Is not easy to make the best predictive analytics decisions, both strategic (like the redesign of the supply chain), or operative (to deliver goods at minimal cost, or to define prices and design specifics). Even more, sometimes it is not even clear what “the best” really means. Often the outcomes depend on the sum of multiple-decisions and “multiple-bests” from different people within the organization.
As shown by ever-increasing evidence, an appropriate, data-driven, and analytical decision-making approach enables better performance and a more robust vision of organization goals. Mike Brassil NY, On the other hand, for large teams, it is not easy to fully introduce such techniques into their day-to-day processes, but it can be an exciting journey. The competences of the team members make the difference and details matter. AI, Data-driven Predictive and Prescriptive Analytics can truly help organizations fully understand their markets and take advantage of opportunities provided by abundant data and in-depth technological analysis.
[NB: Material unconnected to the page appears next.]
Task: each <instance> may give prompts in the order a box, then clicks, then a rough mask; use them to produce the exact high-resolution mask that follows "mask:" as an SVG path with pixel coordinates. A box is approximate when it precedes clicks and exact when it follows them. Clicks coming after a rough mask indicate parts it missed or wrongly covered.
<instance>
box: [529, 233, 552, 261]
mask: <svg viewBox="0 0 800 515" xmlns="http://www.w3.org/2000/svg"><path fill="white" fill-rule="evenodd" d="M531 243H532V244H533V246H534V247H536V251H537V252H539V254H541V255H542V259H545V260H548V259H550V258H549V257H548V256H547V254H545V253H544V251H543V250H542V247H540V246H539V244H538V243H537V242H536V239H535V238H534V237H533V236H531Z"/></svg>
The following points give you a conceptual sequence of actions:
1) Focus on the Problem: The techniques are not the starting point but the actual issues, the goals the organization wants to reach (for example cut logistics costs or reduce stock-outs, improve web-sales performances)
2) Identify the potential levers you can use: Variables and elements the organization can put in place (for example review supply chain, improve picking productivity, dynamic pricing to better shape the demand curve).
3) Evaluate if the optimal solution will require changes in process and management and determine the scale and scope of the roll-out;
4) Depending on the level of confidence you have that the levers you identified will be corrected, implement the solution, or pass through a validation phase. What to do depends on the specific situation.
5) Remember: it is not only a question of software and features. Models behind such software have dramatic importance as well as the quality of the available data, and how the decision-making process is re-engineered to lever the power of #Algorithms, #AI, #Simulation, and #PredictiveAnalytics.
6) Analytical experts should support the above steps, preferably since the earliest stage, that is how to have the best experience with the Application of Models (math-optimization, AI, etc.) to real, often complex, cases. The view they add has a high value and reducing the risk of failure.
Finally, the vast benefits of organizational Data-driven Predictive and Prescriptive Analytics far outweigh the costs of implementation and can help drastically improve revenue, decrease costs and ultimately allow the team to operate at optimal efficiency.
“Information is the oil of the 21st century, and analytics is the combustion engine” (Peter Sondergaard, Senior Vice President, Gartner)
New York Mike Brassil is an Analytics Executive focused on shaping strategy, driving profitability and optimizing user experience. He provides product updates for the Sales organization as well as facilitating units and acts as the advocate/ evangelist and point of contact for the entire solution team.